「戦術」で振り返るラグビー頂上決戦 トップリーグは新たなステージへ
パナソニックがヤマハを破り2連覇
決勝でヤマハを破り、2連覇を達成したパナソニック 【斉藤健仁】
POの3試合を戦術、戦略を中心に振り返ってみたい。1月24日に行われた準決勝ではヤマハ発動機(2ndステージ4位)が神戸製鋼コベルコスティーラーズ(同1位)を41対12で下した。
清宮監督率いるヤマハは準決勝で快勝
準決勝で神戸製鋼ディフェンスを突破するヤマハのCTBマレ・サウ 【斉藤健仁】
再戦でヤマハ発動機はセットプレーでプレッシャーをかけてキックで敵陣に入り、SH矢富勇毅の長いパスも冴え、ボールを広く動かす。またCTBマレ・サウを筆頭に強いランナーにボールを集めて、前に出ることで味方の2、3人目の寄りも早くなりボールが出やすくなる。と同時に相手の組織ディフェンスの整備も遅れ、相手は前に出にくくなる。さらにボールを継続し、相手の外のディフェンスの人数が足りなくなると、右サイドで待つLOデューク・クリシュナンらにキックなどでボールを送る――、好循環が生まれていた。

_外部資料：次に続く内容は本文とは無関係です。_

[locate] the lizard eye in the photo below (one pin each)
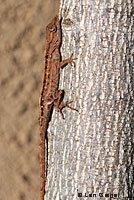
(53, 28)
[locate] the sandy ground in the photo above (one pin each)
(22, 39)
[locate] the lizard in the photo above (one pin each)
(50, 96)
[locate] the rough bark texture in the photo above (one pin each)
(92, 152)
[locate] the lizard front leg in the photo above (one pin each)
(58, 102)
(69, 60)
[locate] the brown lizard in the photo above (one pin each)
(50, 95)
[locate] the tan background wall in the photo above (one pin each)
(22, 39)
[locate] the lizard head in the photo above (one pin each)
(53, 31)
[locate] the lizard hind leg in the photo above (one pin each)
(59, 105)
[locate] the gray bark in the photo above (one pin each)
(92, 151)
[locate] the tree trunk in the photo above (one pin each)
(91, 152)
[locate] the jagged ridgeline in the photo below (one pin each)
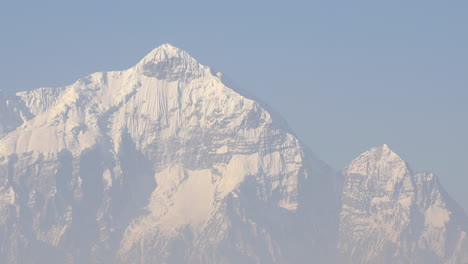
(163, 163)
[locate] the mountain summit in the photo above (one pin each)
(164, 163)
(158, 163)
(390, 214)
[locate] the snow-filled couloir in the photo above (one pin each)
(158, 163)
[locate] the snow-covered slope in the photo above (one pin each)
(160, 163)
(164, 163)
(393, 215)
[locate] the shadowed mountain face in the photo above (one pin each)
(163, 163)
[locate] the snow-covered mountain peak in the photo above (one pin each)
(378, 161)
(167, 62)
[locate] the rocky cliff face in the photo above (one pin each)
(163, 163)
(159, 163)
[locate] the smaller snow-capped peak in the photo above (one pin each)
(376, 161)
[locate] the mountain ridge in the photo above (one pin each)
(163, 162)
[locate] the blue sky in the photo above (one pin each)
(347, 75)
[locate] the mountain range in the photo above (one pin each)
(164, 163)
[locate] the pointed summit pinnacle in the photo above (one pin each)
(167, 62)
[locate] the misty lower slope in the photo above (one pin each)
(163, 163)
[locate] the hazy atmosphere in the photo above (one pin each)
(345, 75)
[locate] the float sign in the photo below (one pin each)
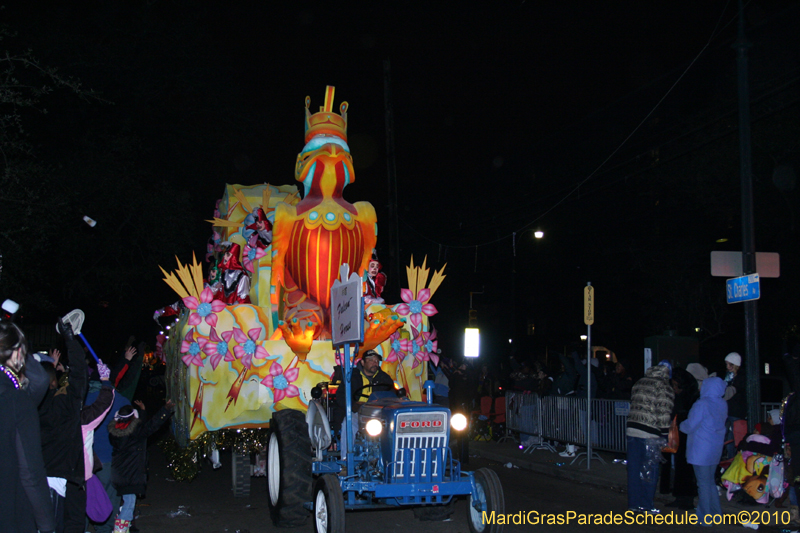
(347, 311)
(743, 288)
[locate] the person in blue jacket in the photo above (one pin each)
(705, 427)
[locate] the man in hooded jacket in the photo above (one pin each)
(649, 418)
(705, 427)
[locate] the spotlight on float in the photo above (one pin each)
(472, 342)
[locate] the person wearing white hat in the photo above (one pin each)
(736, 396)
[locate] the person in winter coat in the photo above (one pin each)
(128, 435)
(736, 396)
(103, 451)
(62, 440)
(649, 419)
(685, 487)
(705, 428)
(25, 503)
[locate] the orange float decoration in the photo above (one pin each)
(230, 366)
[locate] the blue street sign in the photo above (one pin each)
(743, 289)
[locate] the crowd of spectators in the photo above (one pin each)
(60, 467)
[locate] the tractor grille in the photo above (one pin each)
(420, 447)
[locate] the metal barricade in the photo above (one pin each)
(560, 419)
(610, 418)
(563, 419)
(522, 412)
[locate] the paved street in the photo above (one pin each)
(207, 505)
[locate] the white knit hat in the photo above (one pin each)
(734, 359)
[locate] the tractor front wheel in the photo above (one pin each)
(328, 505)
(288, 468)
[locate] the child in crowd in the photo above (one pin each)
(128, 436)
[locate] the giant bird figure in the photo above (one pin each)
(313, 238)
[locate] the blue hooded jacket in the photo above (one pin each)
(705, 424)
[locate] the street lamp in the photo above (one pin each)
(538, 234)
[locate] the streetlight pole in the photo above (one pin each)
(748, 233)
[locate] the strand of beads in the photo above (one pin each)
(10, 373)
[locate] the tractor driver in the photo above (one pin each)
(367, 377)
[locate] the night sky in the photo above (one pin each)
(583, 119)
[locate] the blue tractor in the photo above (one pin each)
(400, 457)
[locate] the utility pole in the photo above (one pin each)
(391, 168)
(752, 364)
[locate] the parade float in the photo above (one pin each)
(250, 336)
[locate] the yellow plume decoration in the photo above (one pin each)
(241, 197)
(187, 280)
(418, 277)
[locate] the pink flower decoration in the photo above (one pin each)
(193, 349)
(280, 382)
(247, 348)
(427, 343)
(251, 255)
(207, 308)
(217, 347)
(399, 348)
(416, 307)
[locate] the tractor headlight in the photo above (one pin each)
(374, 427)
(458, 422)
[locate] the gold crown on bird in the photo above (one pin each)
(326, 121)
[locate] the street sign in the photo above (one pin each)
(588, 305)
(347, 318)
(743, 289)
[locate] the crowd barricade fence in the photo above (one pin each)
(563, 419)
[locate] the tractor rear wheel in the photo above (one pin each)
(289, 468)
(489, 496)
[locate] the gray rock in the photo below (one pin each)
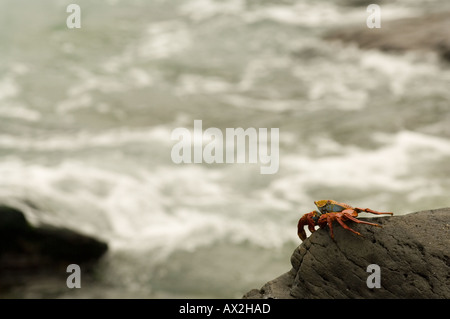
(426, 33)
(412, 251)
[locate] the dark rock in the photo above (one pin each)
(426, 33)
(412, 251)
(27, 251)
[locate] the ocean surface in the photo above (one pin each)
(86, 117)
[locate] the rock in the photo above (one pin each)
(426, 33)
(27, 251)
(412, 251)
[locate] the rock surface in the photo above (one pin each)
(28, 252)
(412, 251)
(427, 33)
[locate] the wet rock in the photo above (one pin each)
(27, 251)
(426, 33)
(412, 251)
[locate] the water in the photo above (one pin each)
(86, 116)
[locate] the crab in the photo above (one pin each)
(329, 211)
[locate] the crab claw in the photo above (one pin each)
(306, 219)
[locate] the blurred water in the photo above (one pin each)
(86, 116)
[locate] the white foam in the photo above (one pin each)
(81, 140)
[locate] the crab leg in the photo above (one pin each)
(330, 225)
(360, 221)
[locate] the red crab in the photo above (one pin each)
(329, 211)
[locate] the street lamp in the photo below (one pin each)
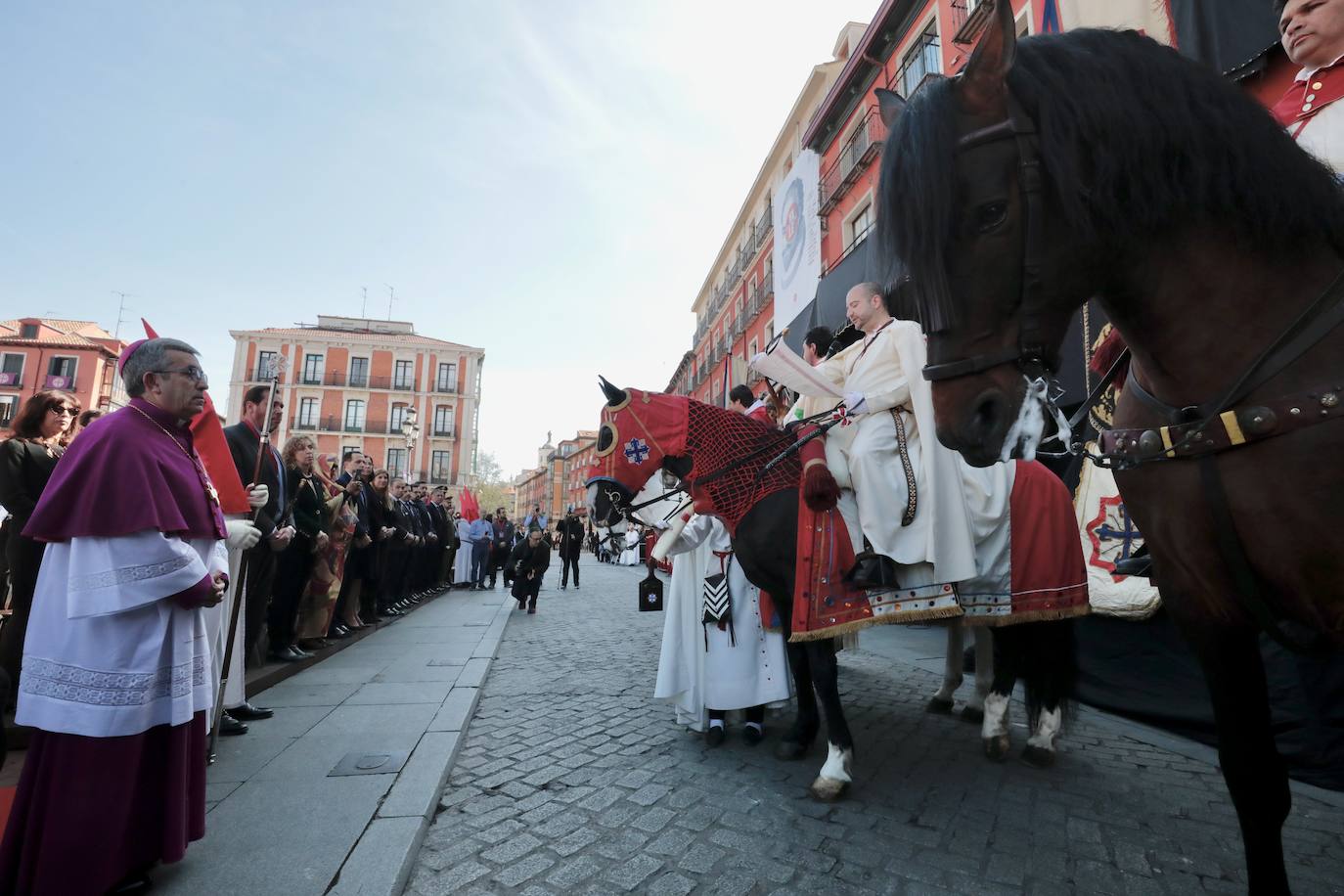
(410, 430)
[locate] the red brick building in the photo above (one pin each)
(408, 400)
(39, 353)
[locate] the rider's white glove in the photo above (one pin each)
(243, 533)
(855, 402)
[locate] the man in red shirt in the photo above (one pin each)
(1312, 32)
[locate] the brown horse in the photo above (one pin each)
(1100, 164)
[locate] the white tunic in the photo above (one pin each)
(463, 560)
(108, 653)
(886, 370)
(750, 672)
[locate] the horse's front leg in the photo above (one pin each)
(798, 740)
(941, 701)
(1007, 657)
(834, 777)
(1256, 774)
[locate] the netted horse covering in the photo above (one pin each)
(729, 452)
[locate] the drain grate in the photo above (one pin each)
(370, 763)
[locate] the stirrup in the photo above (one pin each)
(1139, 564)
(873, 572)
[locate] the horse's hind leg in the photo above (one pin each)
(994, 730)
(974, 708)
(798, 740)
(834, 777)
(941, 701)
(1050, 669)
(1256, 774)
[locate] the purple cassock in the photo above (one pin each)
(115, 662)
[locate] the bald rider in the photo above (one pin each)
(908, 485)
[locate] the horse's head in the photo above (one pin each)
(642, 432)
(965, 218)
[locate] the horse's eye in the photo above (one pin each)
(991, 215)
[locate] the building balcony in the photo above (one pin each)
(855, 155)
(967, 19)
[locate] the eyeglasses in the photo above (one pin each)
(193, 373)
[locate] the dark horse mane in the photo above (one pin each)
(1136, 143)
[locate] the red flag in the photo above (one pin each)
(214, 453)
(470, 508)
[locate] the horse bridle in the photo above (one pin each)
(1031, 353)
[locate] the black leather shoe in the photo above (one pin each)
(248, 712)
(874, 571)
(229, 726)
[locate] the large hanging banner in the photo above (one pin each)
(797, 240)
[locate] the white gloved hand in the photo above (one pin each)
(855, 402)
(257, 496)
(243, 533)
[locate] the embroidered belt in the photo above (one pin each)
(1230, 428)
(912, 488)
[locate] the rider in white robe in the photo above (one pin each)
(463, 561)
(739, 670)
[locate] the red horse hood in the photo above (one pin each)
(635, 437)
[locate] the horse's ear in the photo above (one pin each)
(613, 394)
(890, 105)
(983, 86)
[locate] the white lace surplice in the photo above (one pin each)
(107, 651)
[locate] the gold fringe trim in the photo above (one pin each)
(891, 618)
(1017, 618)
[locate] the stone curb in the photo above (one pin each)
(381, 859)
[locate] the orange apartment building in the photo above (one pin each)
(409, 400)
(78, 356)
(557, 482)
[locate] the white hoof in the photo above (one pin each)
(829, 790)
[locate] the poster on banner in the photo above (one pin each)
(797, 240)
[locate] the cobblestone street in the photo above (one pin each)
(574, 781)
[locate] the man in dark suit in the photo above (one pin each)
(358, 469)
(244, 443)
(503, 547)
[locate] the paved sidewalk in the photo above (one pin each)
(573, 781)
(392, 708)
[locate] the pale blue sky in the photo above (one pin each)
(547, 180)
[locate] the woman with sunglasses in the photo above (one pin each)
(39, 435)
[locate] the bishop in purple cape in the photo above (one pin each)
(115, 665)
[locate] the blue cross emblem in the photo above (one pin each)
(636, 452)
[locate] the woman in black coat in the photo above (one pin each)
(306, 507)
(525, 565)
(40, 434)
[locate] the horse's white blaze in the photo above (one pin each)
(996, 716)
(1028, 430)
(984, 668)
(837, 763)
(1048, 729)
(952, 665)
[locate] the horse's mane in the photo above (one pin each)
(1136, 141)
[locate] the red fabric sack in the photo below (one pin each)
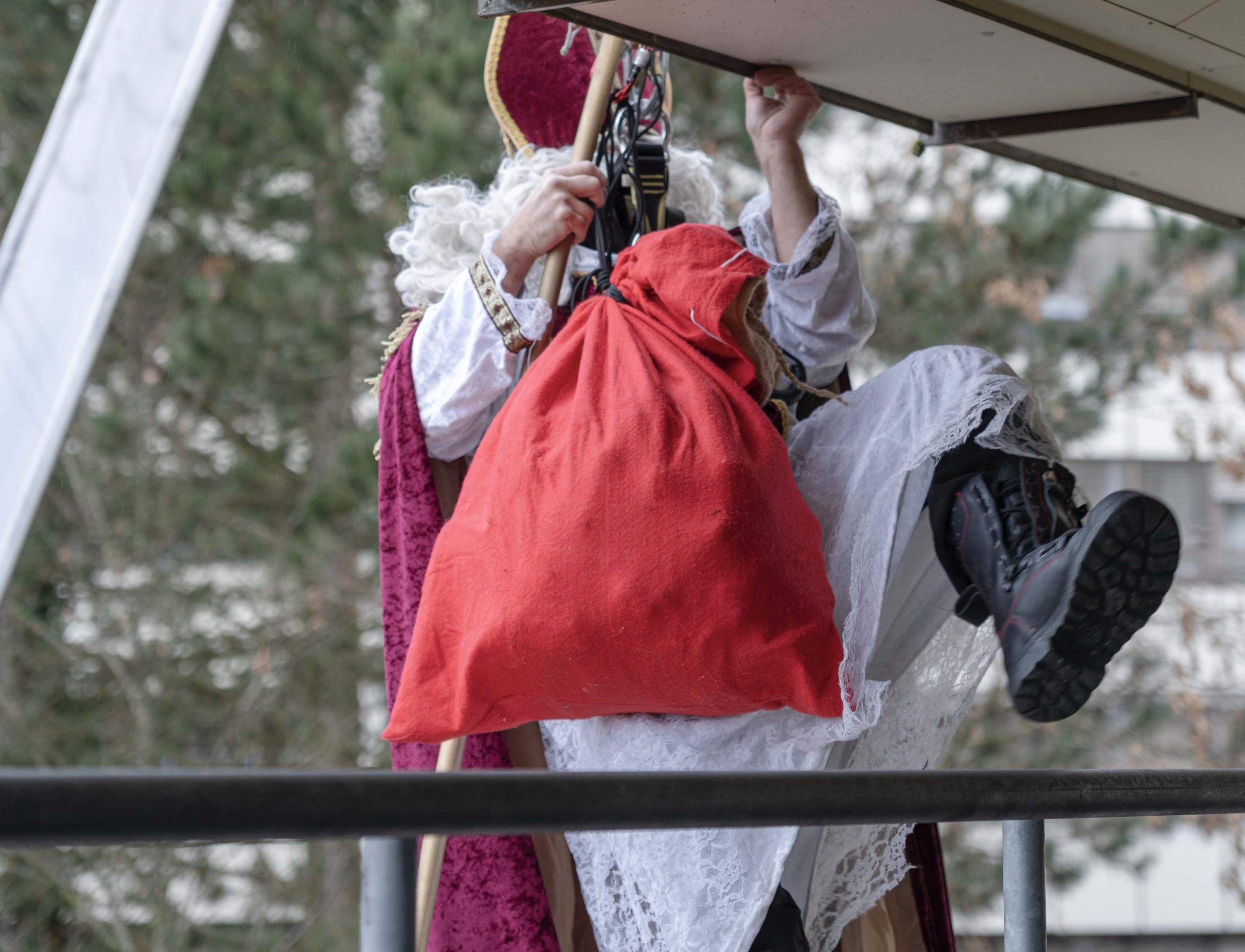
(629, 537)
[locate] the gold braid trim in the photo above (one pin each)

SH矢富はグラウンドの端から端に動きボールをさばいたため、「少しバテましたね」と振り返った。また出色の出来だったCTBサウは「(ニュージーランドの)クルセイダーズみたいなアタックなのでやりやすい!」と笑顔を見せた。
東芝戦でパナソニックが見せた工夫
準決勝の東芝戦ではSH田中のキックなどが有効だった 【斉藤健仁】
有効だったのはSH田中史朗、SOベリック・バーンズのキックだった。田中が「世界ではキックが重要になっている」と言うとおり、パナソニックはキックを軸に戦略的に進めた。バーンズはいう。「東芝やヤマハ発動機に負けた試合では、自分たちが背走しないといけないキックを蹴られていた。プレーオフでは自分たちが前に出ることのできるキックを使って、僕もSOとしてやりやすかった」
パナソニックは攻撃では「ポッド・アタック」を採用、基本的にはFW6人がミッドフィールド(3人ずつシェイプを作る)に、BK2人とFW1人の計3人が両サイドに立つ(残りのBK3人がゲームをコントロール)。シーズンの当初は、FWのHO堀江翔太、No.8ホラニ龍コリニアシが大外に立つ場合もあったが、POでは2人は中盤で、大外にはFL劉永男とFL西原忠佑が立っていた。「パナソニックは、みんなどこに立ってもプレーできる」とWTB北川智規が胸を張った。
ディーンズ監督が称賛した先制トライ
東芝を激しいタックルで押し返すパナソニックのLOヒーナン 【斉藤健仁】
前半1分のトライはこの形から生まれた。相手ラインアウトからボールを奪取し、左端まで大きく展開。左端からの攻撃では3人のFWが並び、そのシェイプ間のパスでLOヒーナンがゲイン。さらにボールを展開し、HO堀江をおとりに、No.8ホラニからSOバーンズへ、最後はFL西原が先制トライを挙げた。「練習でやっていたことがあそこまで出るのは珍しい。コーチとしてうれしい」(ロビー・ディーンズ監督)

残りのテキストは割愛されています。